As TikTok appeals to a mobile-first audience, it is little surprise that the app over-indexes with digitally native Millennials and Gen Z, who expect their mobiles to provide their primary source of entertainment. More than half (57%) fall in the 18-24 age bracket, and a further quarter are aged 25-34. However, whiling away hours watching short-form video is not the preserve of the young: it is estimated that 12% of users are aged 35-44. Collectively, these three age brackets represent a lot of buying power. TikTok is a platform that brands need to start including in their marketing plans, not least because a high proportion of TikTok users do not use Facebook, Instagram, or Twitter.
However, unless brands have very deep pockets the prospect of creating a proprietary TikTok channel is prohibitive for most. Unlike its digital forefathers, stock imagery and existing brand collateral aren’t usable content, bespoke video is the only content that works, and it needs to be engaging, fresh and tap into trends – there is nothing ‘stock’ about TikTok. The most effective way for brands to currently tap into the social media channel is by working with influencers.

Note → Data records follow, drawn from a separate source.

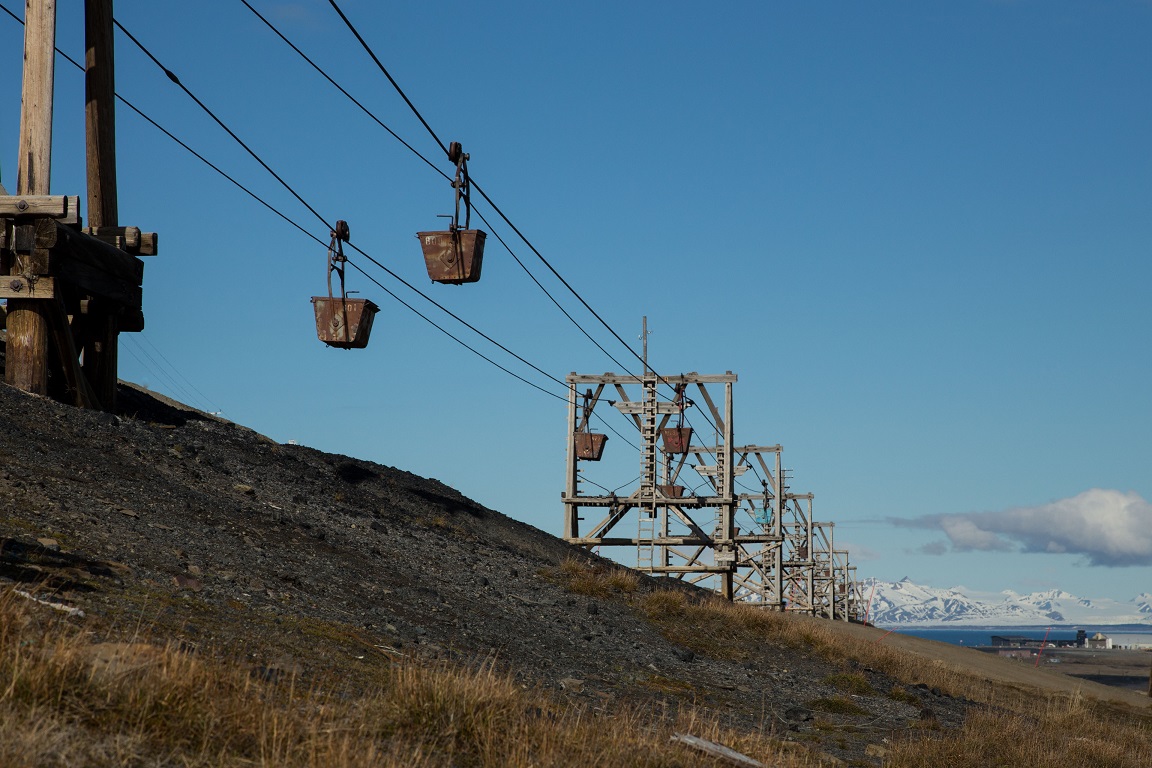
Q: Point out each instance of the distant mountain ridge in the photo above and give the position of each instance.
(907, 603)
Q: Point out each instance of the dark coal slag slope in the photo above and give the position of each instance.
(221, 538)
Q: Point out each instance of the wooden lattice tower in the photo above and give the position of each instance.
(690, 537)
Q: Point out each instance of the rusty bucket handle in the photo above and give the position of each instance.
(336, 260)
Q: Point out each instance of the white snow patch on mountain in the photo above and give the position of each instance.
(906, 603)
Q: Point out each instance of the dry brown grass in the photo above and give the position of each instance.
(1062, 735)
(1020, 727)
(66, 700)
(600, 580)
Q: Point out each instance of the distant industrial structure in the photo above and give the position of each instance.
(756, 545)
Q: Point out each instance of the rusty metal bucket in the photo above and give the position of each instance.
(676, 440)
(343, 322)
(590, 445)
(453, 257)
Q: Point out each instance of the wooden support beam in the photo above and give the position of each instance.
(80, 390)
(686, 378)
(66, 208)
(27, 350)
(129, 240)
(100, 113)
(68, 244)
(12, 287)
(35, 159)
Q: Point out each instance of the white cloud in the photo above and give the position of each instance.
(1108, 527)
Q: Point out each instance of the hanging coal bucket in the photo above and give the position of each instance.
(453, 257)
(456, 256)
(676, 440)
(590, 445)
(341, 321)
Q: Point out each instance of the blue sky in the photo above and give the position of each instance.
(919, 233)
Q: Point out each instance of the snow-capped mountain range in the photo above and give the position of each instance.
(904, 603)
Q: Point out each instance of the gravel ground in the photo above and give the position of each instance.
(305, 561)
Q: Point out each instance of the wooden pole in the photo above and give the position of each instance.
(100, 331)
(100, 114)
(25, 365)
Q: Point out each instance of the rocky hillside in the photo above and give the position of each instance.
(298, 562)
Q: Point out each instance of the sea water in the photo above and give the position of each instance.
(982, 636)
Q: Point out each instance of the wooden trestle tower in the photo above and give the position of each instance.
(759, 547)
(70, 290)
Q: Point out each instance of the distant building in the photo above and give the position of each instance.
(1099, 641)
(1014, 641)
(1132, 641)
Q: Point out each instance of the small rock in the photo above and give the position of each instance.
(187, 583)
(571, 684)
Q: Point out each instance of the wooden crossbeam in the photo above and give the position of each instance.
(63, 208)
(129, 240)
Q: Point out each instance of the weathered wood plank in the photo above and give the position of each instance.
(13, 287)
(100, 113)
(718, 751)
(65, 208)
(80, 388)
(77, 246)
(97, 282)
(130, 236)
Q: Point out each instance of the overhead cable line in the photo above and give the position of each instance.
(431, 165)
(323, 220)
(310, 235)
(416, 112)
(211, 114)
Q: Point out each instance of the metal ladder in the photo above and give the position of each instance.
(649, 469)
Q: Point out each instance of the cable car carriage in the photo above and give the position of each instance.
(679, 438)
(589, 445)
(455, 257)
(341, 321)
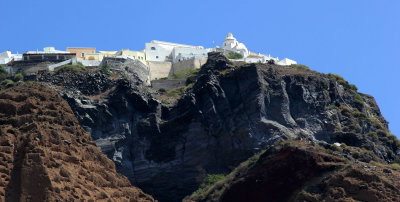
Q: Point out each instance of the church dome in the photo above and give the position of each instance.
(241, 46)
(229, 36)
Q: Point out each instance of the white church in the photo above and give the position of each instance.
(231, 44)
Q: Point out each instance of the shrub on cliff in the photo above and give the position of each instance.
(75, 68)
(300, 67)
(3, 73)
(184, 73)
(343, 82)
(106, 68)
(18, 77)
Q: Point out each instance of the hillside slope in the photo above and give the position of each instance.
(301, 171)
(227, 113)
(46, 156)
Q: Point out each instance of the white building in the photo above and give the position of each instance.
(286, 62)
(160, 51)
(7, 56)
(231, 44)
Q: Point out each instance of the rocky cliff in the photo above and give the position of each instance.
(228, 113)
(46, 156)
(303, 171)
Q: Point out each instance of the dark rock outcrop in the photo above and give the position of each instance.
(46, 156)
(301, 171)
(230, 113)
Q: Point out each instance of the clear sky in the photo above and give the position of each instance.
(358, 39)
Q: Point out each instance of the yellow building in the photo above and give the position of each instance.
(138, 55)
(100, 56)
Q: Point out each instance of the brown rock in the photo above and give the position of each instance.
(40, 159)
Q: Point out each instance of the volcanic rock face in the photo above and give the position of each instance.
(46, 156)
(230, 113)
(300, 171)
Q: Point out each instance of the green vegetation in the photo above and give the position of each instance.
(178, 92)
(217, 183)
(18, 77)
(358, 101)
(7, 81)
(3, 73)
(343, 82)
(184, 73)
(300, 67)
(394, 166)
(106, 68)
(208, 182)
(232, 55)
(75, 68)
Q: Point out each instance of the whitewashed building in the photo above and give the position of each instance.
(7, 56)
(231, 44)
(161, 51)
(286, 62)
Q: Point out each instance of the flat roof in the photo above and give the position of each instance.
(81, 47)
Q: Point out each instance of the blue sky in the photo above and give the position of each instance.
(358, 39)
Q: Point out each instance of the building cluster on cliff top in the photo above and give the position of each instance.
(161, 58)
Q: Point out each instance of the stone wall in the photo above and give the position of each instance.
(167, 84)
(189, 64)
(159, 69)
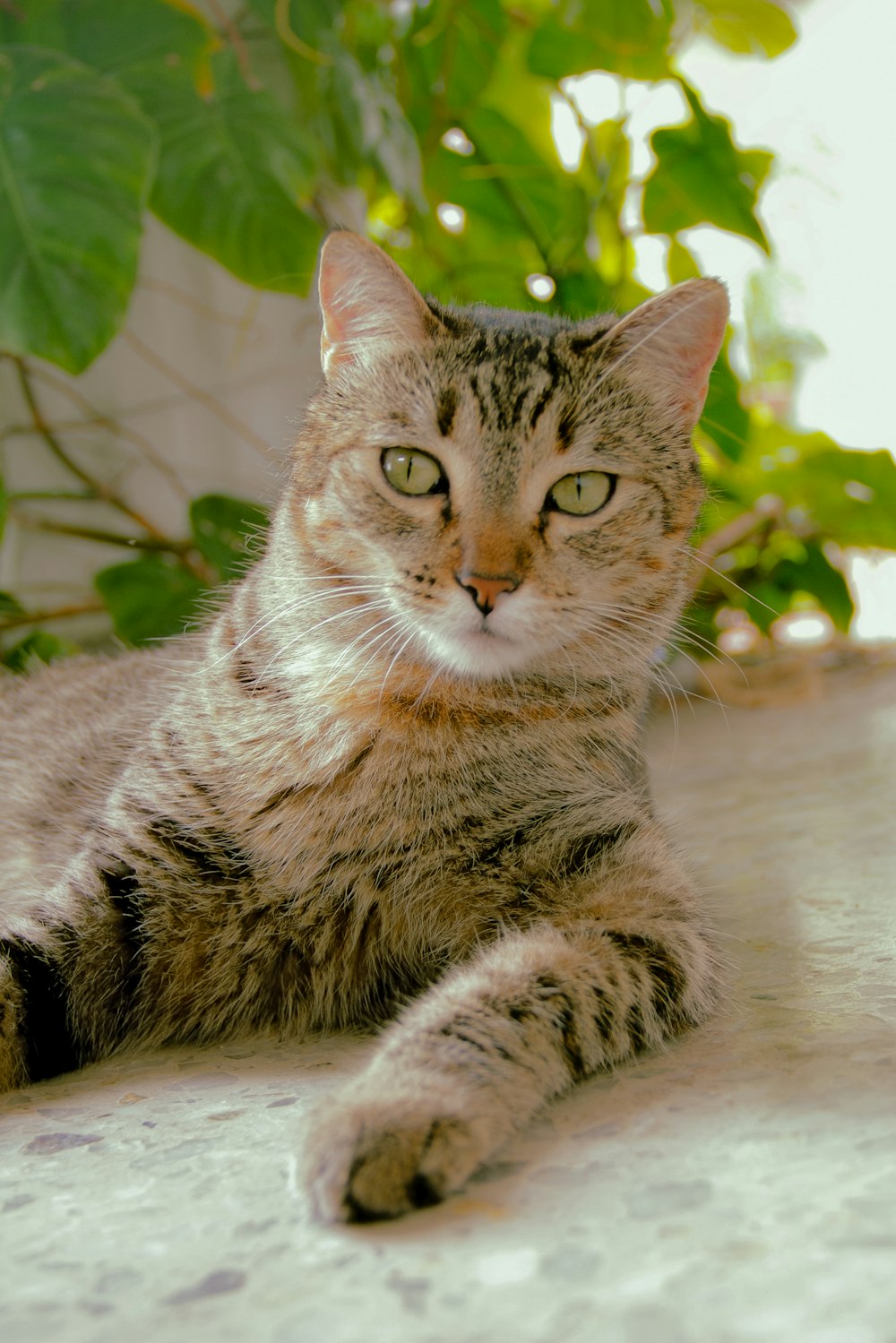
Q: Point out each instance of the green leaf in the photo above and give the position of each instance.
(814, 573)
(234, 175)
(449, 54)
(150, 599)
(745, 27)
(702, 177)
(35, 24)
(845, 495)
(75, 164)
(724, 419)
(627, 39)
(115, 37)
(222, 525)
(511, 187)
(681, 263)
(35, 648)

You can work with TikTok influencers relatively cost-effectively at the moment. As it is still a relatively new platform and the influencers – or ‘creators’ – are often new to the commercial game, there can be massive disparities between what they charge to promote a brand. This presents some great opportunities for brands to dip their toes in the water without investing vast sums. And the added bonus is that any of the content created is platform agnostic so can be used on a brand’s other social media pages too.